Cette situation explique en partie la « rébellion »
des pays du Sud, à Cancun lors de la conférence de l’OMC,
refusant un nouveau compromis euro-américain en matière
de gouvernance commerciale. La guerre en Irak, engagée malgré
l’opinion publique internationale, le droit et l’ONU, relève
aussi d’une logique de mainmise, à des fins mercantiles, sur
des ressources naturelles de plus en plus rares, au détriment de
l’équité, de la justice et de la protection de la planète.
Un Américain pourra-t-il durablement consommer vingt-cinq fois
plus d’énergie qu’un Indien ou qu’un Africain, alors
que deux milliards d’individus dans le monde n’ont pas accès
à l’électricité ?
Le développement durable
est l’affaire de tous. Loin de nous l’idée d’en
exclure les entreprises qui ont une responsabilité considérable
en la matière, proportionnée à la place qu’elles
occupent dans la société, et pour laquelle elles doivent
pouvoir rendre des comptes. Mais Greenpeace considère que les Etats
ont la responsabilité première dans la défense de
l’intérêt général. Le constat dressé
plus haut est attristant car il souligne l’état préoccupant
de la planète qui souffre d’un développement pour le
moins brutal. Cependant, tous les facteurs d’un possible changement
sont réunis : l’opinion publique est avertie, les contraintes
techniques sont maîtrisées ou maîtrisables, les ressources
financières existent. Seule manque la volonté politique
pour passer d’une ambition souvent affichée à la réalisation.
Après Johannesburg, après l’Irak, après Cancun,
il existe un espace politique international pour prendre une initiative
forte en la matière.
Après le traumatisme de
la canicule de cet été, cet espace existe au niveau national.
C’est à ce passage à l’acte, sans délai,
que nous invitons les décideurs politiques et les acteurs économiques.
Bibliographie
- Johannesburg : en finir avec le développement brutal. 21 raisons de perdre patience. Greenpeace France, Paris, 2002.

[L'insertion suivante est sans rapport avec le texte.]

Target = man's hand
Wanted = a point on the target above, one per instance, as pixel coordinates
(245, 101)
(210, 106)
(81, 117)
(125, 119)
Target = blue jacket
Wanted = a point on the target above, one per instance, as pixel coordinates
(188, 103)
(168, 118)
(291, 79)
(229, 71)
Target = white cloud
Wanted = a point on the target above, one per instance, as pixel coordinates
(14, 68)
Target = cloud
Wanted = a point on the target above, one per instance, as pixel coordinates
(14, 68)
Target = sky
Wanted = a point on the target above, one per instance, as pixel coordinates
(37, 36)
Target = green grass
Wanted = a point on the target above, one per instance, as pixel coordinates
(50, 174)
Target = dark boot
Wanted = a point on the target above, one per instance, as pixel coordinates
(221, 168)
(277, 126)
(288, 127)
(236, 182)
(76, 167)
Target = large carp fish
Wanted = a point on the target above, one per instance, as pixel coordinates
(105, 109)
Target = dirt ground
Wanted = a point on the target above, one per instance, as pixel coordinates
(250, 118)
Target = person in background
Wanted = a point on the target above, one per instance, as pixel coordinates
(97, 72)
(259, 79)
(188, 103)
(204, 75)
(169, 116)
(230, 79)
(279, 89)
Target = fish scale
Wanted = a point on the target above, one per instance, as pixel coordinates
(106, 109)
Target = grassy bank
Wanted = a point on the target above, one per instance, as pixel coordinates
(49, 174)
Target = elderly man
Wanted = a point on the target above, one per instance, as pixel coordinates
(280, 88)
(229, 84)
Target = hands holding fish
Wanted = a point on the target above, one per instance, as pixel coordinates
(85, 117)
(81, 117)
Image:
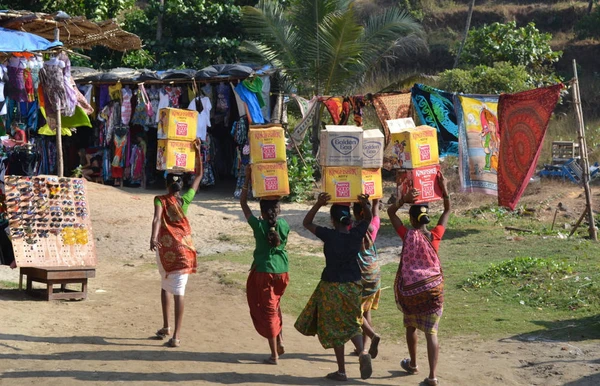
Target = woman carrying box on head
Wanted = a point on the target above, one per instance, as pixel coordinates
(419, 285)
(268, 276)
(172, 241)
(371, 276)
(334, 309)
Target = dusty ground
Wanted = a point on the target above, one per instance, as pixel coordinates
(105, 339)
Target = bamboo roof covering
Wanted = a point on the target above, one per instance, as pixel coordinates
(75, 32)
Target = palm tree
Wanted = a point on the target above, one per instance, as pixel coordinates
(320, 47)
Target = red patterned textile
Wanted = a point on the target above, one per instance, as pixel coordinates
(177, 253)
(391, 106)
(523, 119)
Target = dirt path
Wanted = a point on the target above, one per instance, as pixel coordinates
(106, 338)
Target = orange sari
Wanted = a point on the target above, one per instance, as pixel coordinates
(177, 253)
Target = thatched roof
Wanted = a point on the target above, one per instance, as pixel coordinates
(75, 32)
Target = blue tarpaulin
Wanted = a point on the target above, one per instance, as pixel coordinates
(17, 41)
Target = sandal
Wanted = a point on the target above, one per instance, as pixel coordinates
(337, 376)
(366, 369)
(405, 364)
(373, 349)
(271, 361)
(163, 332)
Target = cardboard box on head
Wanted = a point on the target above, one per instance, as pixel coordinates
(341, 146)
(177, 124)
(267, 144)
(423, 179)
(175, 155)
(343, 183)
(372, 183)
(373, 148)
(270, 179)
(411, 147)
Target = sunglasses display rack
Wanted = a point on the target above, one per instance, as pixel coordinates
(49, 221)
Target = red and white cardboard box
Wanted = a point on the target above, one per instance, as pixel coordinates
(424, 179)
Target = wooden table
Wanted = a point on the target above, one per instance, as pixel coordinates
(58, 275)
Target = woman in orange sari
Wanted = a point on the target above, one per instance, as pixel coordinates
(172, 241)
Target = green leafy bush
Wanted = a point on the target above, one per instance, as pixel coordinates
(537, 282)
(502, 77)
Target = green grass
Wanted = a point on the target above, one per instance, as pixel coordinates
(472, 243)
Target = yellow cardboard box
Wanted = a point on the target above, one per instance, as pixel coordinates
(177, 124)
(411, 148)
(372, 184)
(270, 179)
(267, 144)
(343, 183)
(175, 155)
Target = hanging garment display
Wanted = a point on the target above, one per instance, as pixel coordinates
(53, 88)
(391, 106)
(435, 108)
(251, 100)
(479, 143)
(308, 110)
(126, 95)
(71, 100)
(523, 119)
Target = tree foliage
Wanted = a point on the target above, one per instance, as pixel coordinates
(320, 46)
(524, 47)
(502, 77)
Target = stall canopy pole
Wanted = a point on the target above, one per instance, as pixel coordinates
(584, 155)
(59, 158)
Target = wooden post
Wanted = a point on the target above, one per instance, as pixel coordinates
(584, 155)
(59, 157)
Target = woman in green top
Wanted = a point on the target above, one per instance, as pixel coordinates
(269, 272)
(172, 240)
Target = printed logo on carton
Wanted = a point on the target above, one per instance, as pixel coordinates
(371, 148)
(181, 129)
(426, 172)
(180, 159)
(345, 144)
(342, 190)
(369, 188)
(425, 152)
(271, 183)
(269, 151)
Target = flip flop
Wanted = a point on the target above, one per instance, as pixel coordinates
(163, 332)
(405, 364)
(366, 369)
(373, 349)
(271, 361)
(337, 376)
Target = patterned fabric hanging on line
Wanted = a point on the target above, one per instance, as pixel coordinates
(523, 119)
(391, 106)
(435, 108)
(479, 143)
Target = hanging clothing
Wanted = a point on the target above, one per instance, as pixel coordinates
(71, 100)
(255, 85)
(126, 95)
(251, 100)
(523, 119)
(203, 106)
(53, 88)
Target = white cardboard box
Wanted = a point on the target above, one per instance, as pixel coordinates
(373, 146)
(341, 146)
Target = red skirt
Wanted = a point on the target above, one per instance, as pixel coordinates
(264, 291)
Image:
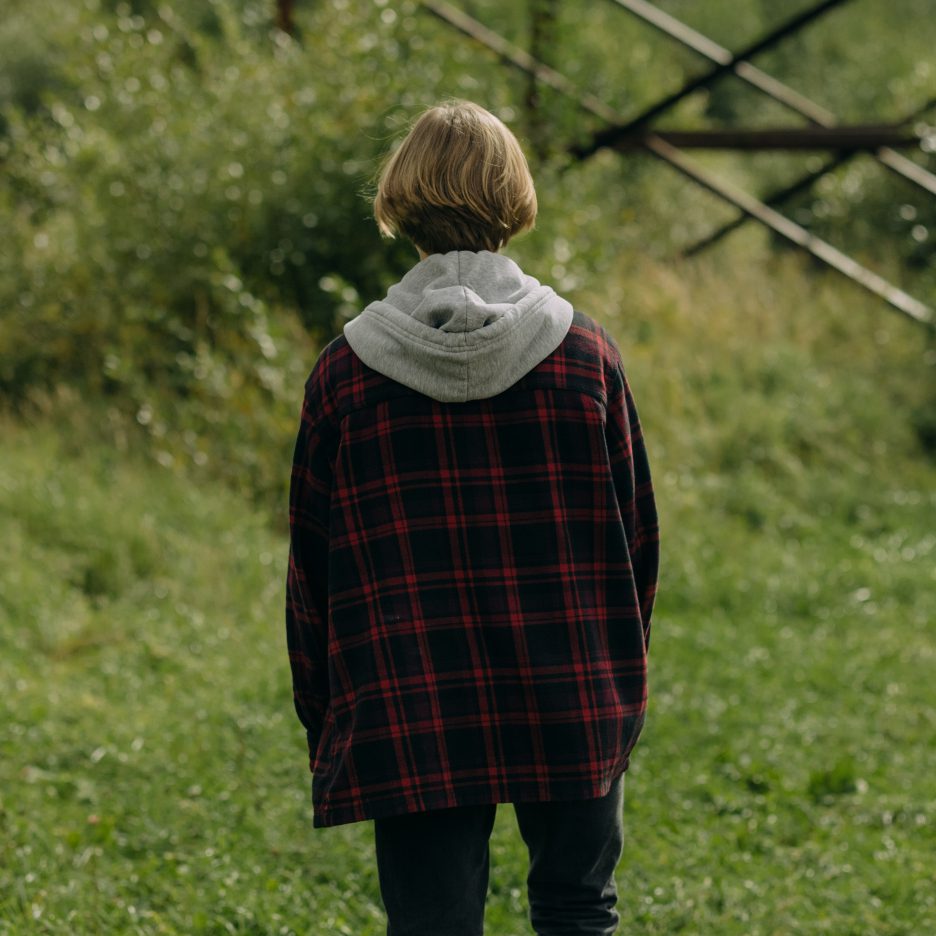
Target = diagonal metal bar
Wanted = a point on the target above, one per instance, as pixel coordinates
(857, 137)
(795, 233)
(925, 180)
(669, 154)
(610, 135)
(783, 94)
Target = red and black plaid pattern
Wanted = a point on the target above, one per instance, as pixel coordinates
(470, 585)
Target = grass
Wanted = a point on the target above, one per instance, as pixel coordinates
(153, 776)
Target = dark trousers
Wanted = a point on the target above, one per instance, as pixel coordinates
(433, 867)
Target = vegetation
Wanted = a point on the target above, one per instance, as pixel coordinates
(181, 239)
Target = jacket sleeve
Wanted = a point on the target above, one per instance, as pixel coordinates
(307, 574)
(630, 469)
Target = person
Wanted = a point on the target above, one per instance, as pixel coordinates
(474, 553)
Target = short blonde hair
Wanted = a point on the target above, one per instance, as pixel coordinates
(458, 181)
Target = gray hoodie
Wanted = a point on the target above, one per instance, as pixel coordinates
(463, 325)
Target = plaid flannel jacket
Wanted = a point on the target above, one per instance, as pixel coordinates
(470, 585)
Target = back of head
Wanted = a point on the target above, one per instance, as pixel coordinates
(458, 181)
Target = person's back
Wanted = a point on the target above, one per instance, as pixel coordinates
(474, 557)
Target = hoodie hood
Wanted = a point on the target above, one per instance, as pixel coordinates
(459, 326)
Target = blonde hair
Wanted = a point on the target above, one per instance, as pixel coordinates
(458, 181)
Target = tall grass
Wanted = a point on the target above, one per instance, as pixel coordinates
(153, 776)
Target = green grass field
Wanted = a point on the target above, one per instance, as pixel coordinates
(153, 776)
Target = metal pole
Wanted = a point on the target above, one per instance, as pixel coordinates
(783, 94)
(609, 136)
(660, 148)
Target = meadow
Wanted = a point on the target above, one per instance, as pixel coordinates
(153, 776)
(185, 224)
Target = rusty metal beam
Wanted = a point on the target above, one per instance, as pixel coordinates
(669, 154)
(783, 94)
(610, 135)
(794, 232)
(907, 168)
(774, 138)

- De nouvelles solidarités pour une autre mondialisation, in « Dix pas dans le nouveau siècle » de Stéphane Hessel, Seuil, 2002.
- L’OMC ne peut fonder seule la gouvernance internationale, in « Le nouvel Etat du monde, les idées forces pour comprendre les nouveaux enjeux internationaux », La Découverte & Syros, Paris, 2002.
- Les agricultures du Sud et l’OMC : 11 fiches pour comprendre, anticiper, débattre, Solagral, Paris, 2001.